Founded in 1981, Bard’s influential literary journal, Conjunctions, publishes innovative fiction, poetry, translations, essays, and interviews by contemporary masters and exciting new voices from the United States and around the world. As its slogan, “Read Dangerously,” suggests, the journal brings fearless writing to risk-taking readers. Edited by Bard professor and novelist Bradford Morrow, winner of PEN’s prestigious Nora Magid Award for excellence in editing a literary journal, Conjunctions appears biannually, in the spring and fall.
Conjunctions also publishes a Web magazine at conjunctions.com, allowing it to spotlight a single author each week and feature multimedia and electronic literature.

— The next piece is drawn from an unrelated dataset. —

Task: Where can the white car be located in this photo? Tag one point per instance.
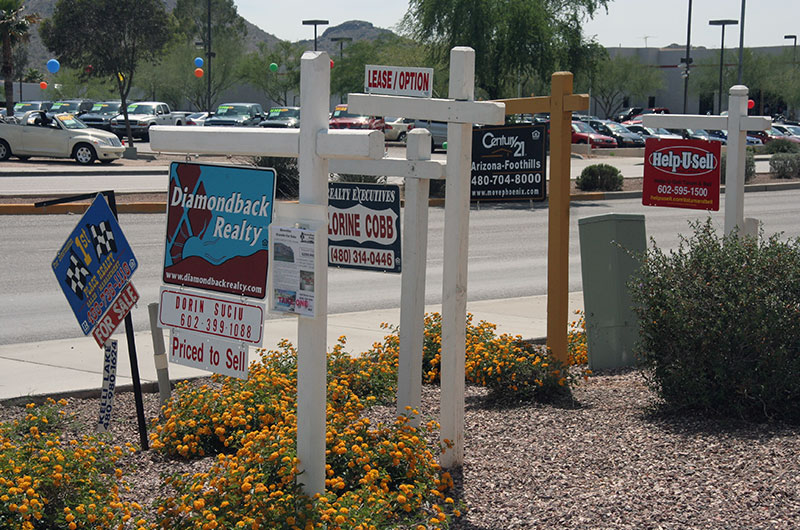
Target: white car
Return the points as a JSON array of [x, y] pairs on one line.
[[397, 129], [60, 136]]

The site also maintains an online audio vault of exclusive recordings of author readings.
In 2015, Bard celebrated its 25th year as Conjunctions publisher. Anniversary events included a special exhibition at Stevenson Library, a reading in Olin Hall by writers who are both contributors to the journal and members of the Bard faculty (Bradford Morrow, Robert Kelly, Benjamin Hale, Ann Lauterbach, Neil Gaiman, Francine Prose, and Mary Caponegro), and a Bard SummerScape reading at the Spiegeltent featuring Morrow, Prose, and Michael Cunningham.